The development of portable ECG technology has found growing markets, from wearable ECG sensors to ambulatory ECG recorders, encountering challenges of moderately complex to tightly regulated devices. This study investigated how a typical 0.5–40 Hz bandwidth ECG is affected by motion artifact when using analog front-end (AFE) integrated circuits such as the AD823X family. It is known that the typical amplitude resolution of current mobile health ECG devices is 10–12 bits, and sometimes 16-bits, which is enough for monitoring but might be insufficient to identify the small potential amplitudes useful in diagnoses. The interest now is on the interplay of how a digital resolution choice and variable gain can cope with motion artifacts inherent in mobile health devices. With our methodology for a rapid prototyping of an ECG device, and using the AFE AD8232 and Bluetooth communication, a specific cardiac monitor ECG configuration was evaluated under two microcontroller systems of different resolution: a generic Arduino Nano board which featured a 10-bit analog-to-digital converter (ADC) and the 24-bit ADC of Silicon Labs C8051F350 board. The ECG cardiac monitor setup, recommended by Analog Devices, featuring two gain values under these two different microcontroller systems, was explored as to its ability to solve motion artifact problems.

1. Introduction

The growing trend of mobile health devices requires that the new devices developed for ECG monitoring can capture events that occur infrequently or under specific circumstances, while the user performs their daily activities in constant motion. The portable ECG devices are fabricated with resolutions below 16 bits, typically of 12 bits, which might be sufficient for the purpose of monitoring.

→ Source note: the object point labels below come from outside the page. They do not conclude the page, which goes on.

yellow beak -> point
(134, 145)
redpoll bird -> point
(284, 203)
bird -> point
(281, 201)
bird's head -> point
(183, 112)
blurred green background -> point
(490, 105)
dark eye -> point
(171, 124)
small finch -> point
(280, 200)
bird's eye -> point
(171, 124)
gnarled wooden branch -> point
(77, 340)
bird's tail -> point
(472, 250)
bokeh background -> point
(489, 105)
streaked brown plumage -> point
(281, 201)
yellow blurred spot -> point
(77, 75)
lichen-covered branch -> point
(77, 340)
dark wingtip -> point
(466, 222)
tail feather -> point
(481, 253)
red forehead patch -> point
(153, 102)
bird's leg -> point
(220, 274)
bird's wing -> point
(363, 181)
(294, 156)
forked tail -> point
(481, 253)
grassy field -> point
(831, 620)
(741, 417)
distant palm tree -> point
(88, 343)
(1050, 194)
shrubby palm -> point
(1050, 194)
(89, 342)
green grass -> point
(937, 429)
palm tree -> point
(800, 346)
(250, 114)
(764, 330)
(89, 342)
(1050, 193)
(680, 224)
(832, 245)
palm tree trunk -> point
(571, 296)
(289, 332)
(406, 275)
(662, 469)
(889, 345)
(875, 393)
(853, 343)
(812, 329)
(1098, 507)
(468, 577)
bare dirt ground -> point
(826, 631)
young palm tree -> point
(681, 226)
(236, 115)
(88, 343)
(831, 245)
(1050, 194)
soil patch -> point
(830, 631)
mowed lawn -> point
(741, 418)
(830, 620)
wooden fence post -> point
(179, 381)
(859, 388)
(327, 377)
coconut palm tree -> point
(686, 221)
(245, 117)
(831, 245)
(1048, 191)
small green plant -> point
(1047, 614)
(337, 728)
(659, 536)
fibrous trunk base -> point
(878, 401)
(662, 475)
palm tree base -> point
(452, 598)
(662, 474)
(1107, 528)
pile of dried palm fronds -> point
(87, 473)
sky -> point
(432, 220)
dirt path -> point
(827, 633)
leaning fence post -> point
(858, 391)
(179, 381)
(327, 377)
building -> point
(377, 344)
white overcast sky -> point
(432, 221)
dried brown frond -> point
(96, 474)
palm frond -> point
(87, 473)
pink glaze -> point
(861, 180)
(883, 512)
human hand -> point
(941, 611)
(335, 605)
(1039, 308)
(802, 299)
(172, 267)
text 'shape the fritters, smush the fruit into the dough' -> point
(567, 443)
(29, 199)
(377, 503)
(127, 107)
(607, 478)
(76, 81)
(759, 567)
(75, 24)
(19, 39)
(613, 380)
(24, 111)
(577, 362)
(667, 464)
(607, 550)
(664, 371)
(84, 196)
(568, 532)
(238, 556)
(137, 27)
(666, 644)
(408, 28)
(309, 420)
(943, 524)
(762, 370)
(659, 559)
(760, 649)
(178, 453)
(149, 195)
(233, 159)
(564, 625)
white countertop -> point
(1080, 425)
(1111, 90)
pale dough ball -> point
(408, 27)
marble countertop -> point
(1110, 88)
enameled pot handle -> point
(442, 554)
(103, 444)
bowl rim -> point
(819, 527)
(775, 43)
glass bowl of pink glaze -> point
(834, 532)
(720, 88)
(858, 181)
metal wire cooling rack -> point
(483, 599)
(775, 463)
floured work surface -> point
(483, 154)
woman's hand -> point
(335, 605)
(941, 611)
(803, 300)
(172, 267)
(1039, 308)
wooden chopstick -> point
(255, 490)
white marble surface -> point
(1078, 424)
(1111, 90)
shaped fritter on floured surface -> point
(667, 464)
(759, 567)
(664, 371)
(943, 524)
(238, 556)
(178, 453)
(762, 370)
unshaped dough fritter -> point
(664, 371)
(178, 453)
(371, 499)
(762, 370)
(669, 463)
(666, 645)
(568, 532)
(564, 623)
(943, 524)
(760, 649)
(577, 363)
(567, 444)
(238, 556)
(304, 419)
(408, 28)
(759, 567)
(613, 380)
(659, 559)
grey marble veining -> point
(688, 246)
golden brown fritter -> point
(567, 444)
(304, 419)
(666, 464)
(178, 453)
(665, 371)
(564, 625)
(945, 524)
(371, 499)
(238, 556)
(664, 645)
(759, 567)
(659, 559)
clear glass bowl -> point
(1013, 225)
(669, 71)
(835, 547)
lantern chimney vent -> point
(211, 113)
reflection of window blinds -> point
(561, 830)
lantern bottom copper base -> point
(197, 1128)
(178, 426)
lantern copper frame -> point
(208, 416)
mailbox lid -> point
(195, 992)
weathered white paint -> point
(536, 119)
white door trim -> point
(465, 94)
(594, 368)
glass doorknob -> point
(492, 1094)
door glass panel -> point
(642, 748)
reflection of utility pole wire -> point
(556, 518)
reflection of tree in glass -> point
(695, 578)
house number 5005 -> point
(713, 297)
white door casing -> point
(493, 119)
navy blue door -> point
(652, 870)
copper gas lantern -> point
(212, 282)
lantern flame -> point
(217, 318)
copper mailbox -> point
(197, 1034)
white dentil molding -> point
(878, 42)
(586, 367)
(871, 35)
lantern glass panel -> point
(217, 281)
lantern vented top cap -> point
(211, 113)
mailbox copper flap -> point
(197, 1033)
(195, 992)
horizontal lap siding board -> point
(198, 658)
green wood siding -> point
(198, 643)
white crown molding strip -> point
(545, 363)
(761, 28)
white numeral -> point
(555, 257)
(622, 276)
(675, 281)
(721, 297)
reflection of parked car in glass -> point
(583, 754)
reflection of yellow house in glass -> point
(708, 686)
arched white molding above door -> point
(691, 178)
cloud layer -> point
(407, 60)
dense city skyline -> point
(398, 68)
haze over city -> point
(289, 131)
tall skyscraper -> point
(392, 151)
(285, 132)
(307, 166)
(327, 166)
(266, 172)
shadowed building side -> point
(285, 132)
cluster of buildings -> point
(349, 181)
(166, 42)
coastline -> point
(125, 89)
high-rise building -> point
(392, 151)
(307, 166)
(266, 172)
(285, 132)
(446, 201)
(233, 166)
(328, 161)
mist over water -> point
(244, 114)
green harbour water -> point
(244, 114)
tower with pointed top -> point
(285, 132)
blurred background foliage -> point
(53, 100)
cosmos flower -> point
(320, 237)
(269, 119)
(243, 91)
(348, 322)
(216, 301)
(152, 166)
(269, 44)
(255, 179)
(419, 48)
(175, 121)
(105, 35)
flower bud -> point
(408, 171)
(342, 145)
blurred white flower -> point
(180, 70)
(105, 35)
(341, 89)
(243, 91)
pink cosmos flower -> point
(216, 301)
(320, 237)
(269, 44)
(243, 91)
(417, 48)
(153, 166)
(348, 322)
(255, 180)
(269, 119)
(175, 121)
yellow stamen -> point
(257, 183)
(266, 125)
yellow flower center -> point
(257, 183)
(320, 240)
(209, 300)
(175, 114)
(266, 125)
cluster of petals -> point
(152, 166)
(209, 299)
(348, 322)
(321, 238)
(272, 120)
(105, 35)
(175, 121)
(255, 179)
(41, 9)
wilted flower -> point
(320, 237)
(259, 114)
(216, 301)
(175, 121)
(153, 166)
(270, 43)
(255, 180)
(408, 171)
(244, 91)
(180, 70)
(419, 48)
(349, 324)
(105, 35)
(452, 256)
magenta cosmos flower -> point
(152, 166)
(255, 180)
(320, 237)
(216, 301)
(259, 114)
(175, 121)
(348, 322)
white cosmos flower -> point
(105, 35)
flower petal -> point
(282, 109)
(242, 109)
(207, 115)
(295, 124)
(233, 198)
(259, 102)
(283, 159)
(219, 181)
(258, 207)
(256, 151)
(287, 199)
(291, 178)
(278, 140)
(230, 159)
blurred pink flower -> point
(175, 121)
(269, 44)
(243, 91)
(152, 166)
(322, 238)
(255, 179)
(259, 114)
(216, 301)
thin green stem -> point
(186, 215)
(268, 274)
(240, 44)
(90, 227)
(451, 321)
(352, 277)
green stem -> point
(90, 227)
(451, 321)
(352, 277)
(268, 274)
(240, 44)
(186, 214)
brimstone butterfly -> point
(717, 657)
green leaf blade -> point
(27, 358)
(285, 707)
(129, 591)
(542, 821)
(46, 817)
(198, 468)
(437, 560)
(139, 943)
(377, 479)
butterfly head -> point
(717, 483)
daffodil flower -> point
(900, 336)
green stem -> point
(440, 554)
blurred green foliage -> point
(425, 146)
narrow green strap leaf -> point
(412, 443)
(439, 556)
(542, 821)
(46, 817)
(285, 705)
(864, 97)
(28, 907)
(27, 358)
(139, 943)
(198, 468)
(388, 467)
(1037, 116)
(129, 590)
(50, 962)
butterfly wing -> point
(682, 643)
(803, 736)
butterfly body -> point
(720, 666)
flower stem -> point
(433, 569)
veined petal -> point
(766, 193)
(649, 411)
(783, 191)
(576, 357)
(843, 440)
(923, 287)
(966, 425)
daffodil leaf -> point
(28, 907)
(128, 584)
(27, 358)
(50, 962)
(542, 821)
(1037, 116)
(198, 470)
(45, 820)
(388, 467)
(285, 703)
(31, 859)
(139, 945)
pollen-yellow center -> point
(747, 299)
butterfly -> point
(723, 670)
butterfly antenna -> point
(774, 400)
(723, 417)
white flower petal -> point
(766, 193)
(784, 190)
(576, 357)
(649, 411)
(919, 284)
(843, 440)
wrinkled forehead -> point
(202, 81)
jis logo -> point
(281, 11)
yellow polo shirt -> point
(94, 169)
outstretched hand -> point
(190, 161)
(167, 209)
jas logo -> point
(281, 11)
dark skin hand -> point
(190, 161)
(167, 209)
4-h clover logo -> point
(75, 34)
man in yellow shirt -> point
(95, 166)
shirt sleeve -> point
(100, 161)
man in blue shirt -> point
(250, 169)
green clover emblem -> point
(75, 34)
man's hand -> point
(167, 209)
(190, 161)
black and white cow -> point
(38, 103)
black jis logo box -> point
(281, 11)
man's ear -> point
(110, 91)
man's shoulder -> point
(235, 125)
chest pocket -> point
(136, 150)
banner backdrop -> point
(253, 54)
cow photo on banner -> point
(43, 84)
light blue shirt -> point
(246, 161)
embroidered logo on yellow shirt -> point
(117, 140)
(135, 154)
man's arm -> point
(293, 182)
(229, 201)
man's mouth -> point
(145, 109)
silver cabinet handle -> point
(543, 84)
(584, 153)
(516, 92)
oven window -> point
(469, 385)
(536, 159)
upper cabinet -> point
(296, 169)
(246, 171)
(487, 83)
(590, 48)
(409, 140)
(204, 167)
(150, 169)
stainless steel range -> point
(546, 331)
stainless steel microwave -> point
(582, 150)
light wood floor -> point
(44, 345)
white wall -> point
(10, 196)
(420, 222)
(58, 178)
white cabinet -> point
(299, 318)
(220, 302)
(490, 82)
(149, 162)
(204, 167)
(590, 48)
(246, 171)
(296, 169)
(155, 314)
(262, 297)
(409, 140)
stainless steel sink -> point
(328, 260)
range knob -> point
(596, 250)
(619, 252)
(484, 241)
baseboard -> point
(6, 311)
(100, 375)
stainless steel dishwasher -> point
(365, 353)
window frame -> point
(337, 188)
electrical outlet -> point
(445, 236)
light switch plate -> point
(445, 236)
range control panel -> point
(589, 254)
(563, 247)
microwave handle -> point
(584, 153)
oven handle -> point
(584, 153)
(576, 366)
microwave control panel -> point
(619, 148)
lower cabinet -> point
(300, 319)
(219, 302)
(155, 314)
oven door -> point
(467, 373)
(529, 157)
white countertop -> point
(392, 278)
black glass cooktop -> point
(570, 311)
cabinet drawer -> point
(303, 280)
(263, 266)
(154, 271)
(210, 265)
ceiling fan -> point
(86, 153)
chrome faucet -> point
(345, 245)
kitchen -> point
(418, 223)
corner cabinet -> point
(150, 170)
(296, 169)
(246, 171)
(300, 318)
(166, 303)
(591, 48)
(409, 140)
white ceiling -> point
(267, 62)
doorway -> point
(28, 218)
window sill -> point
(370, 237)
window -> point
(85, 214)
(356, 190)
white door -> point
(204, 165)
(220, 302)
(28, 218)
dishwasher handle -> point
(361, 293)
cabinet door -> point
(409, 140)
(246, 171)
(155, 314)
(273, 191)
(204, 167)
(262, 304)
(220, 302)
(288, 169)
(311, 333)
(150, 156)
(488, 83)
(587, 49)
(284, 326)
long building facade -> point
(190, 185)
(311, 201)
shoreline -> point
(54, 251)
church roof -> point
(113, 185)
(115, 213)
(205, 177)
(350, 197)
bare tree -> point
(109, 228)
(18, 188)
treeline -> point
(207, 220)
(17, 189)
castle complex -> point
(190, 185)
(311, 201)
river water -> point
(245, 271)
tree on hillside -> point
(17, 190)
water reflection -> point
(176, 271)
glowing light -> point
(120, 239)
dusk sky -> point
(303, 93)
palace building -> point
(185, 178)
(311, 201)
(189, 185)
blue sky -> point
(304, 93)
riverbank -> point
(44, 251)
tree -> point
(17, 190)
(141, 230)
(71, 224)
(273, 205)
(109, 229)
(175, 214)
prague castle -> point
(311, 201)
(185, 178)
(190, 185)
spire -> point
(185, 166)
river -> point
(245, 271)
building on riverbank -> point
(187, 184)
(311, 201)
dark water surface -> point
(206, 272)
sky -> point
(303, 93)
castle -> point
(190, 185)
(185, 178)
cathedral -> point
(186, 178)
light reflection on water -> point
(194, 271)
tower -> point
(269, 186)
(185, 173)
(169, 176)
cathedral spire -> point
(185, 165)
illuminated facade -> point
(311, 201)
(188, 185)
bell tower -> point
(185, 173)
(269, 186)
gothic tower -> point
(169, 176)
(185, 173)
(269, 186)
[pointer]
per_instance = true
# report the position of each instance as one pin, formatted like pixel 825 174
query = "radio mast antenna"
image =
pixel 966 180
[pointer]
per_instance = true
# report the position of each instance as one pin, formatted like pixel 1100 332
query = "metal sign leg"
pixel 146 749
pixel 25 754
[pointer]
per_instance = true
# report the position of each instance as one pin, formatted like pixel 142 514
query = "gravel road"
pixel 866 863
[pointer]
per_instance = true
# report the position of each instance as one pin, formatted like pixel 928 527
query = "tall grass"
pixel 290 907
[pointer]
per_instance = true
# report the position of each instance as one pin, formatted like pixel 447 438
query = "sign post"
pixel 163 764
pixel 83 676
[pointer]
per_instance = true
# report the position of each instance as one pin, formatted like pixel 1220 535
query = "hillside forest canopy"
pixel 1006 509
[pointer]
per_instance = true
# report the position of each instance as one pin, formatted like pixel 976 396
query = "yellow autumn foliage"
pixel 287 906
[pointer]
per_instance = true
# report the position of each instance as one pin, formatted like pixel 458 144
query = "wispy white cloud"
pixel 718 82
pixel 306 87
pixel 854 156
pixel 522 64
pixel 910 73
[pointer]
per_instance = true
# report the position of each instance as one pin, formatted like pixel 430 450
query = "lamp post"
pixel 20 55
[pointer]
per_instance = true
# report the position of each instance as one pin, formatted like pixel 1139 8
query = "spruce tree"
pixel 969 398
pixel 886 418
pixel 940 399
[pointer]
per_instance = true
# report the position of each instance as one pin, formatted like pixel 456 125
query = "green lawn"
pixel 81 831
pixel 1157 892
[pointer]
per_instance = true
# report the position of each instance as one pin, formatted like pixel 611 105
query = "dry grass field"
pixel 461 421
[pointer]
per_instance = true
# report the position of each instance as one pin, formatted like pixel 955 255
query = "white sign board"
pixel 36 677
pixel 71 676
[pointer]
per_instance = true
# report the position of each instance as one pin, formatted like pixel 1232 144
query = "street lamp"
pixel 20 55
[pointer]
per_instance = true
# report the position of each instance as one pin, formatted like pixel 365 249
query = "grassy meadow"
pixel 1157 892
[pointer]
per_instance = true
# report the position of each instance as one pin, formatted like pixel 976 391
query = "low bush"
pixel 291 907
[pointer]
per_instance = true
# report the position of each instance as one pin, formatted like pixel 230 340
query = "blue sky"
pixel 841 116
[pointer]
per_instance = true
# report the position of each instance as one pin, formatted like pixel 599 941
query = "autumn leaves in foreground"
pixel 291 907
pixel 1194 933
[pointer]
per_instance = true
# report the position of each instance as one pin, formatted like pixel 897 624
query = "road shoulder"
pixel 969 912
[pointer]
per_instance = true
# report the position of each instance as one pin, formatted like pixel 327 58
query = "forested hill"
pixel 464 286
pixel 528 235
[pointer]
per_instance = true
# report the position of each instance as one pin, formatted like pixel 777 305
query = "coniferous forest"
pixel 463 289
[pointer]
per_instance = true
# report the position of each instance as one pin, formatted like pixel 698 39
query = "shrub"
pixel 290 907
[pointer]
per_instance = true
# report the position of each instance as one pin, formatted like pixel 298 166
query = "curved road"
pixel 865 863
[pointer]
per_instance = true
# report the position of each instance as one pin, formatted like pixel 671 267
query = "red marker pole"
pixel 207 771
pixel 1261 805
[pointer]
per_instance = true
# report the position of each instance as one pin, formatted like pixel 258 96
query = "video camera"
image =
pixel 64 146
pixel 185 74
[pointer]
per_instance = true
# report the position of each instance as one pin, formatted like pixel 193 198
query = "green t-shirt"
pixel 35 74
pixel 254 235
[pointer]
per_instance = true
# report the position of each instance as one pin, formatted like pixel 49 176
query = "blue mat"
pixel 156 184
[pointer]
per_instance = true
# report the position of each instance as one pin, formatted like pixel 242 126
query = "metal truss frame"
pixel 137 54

However, studying the ECG waveform for details of heart operation, such as “late potentials” or some cardiomyopathies, require very high-resolution ECG electronics, greater than 20 bits, to show up the small potential amplitudes [1]. Another problem with conventional electrocardiography devices is that displaying an ECG signal details with a low-resolution ADC requires high amplification gain, which can reduce the margin for motion artifacts and more easily saturate the system. This represents a challenge for developers who, in addition to designing noise removal filters, must consider motion artifacts that can interfere with ECG recordings. These challenges have been considered by semiconductor companies; they have developed analog front-end (AFE) microchips in which it is easy to modify the filtering components for a specific application.

The objective of this paper was to identify and propose a solution for coping with motion artifacts in the ECG signal using a standard configuration in the AFE stage, but with variation of gain and ADC resolution in a portable ECG system. The alternative investigated in this work to solve this problem is to use a high precision ADC microcontroller (24 bits) that obtains a detailed ECG signal and reduce the gain of the system in the AFE design stage to tolerate a greater range of motion artifacts without saturating the system. The evaluated application was the cardiac monitor indicated in the Analog Devices’ data sheet [2]. To validate the proposal, two platforms were used for the acquisition of the ECG signal: (1) A 10-bit low-resolution ADC from Arduino Nano; and (2) 24-bit high-resolution ADC from C8051F350; and in both cases wireless transmission was through an HC-05 module (see Figure 1). This methodology is based on previous work [3] for rapid prototyping of ECG devices, using the AFE AD8232 and Bluetooth communication, but now centered in the motion artifacts problem. Figure 2 demonstrates the two microcontroller systems implementations.

2. Materials and Methods

2.1. Test Subjects and Tests

For this methodology and experimentation, ECG signals of two human volunteers were captured: (1) volunteer A, healthy male, height 1.71 m, 27 years of age, weight of 105 kg, electrical axis of the position of the heart: 3 degrees, recorded lead DI: IN+ corresponding right arm (RA), IN− corresponding left arm (LA), and corresponding reference right leg (RL). (2) Volunteer B, healthy male, height 1.77 m, 23 years old, weight of 61 kg, electrical axis of the heart position: 120 degrees, DII registered lead: IN+ corresponding right arm (RA), IN− corresponding right leg (RL), and corresponding reference left arm (LA). The registered leads were chosen so that the QRS complex peak would show positive values. In this work, tests on resting state, stationary gait, and on a treadmill at different speeds were conducted on the human volunteers previously described, to investigate the problems and determine an effective way to cope with motion artifacts.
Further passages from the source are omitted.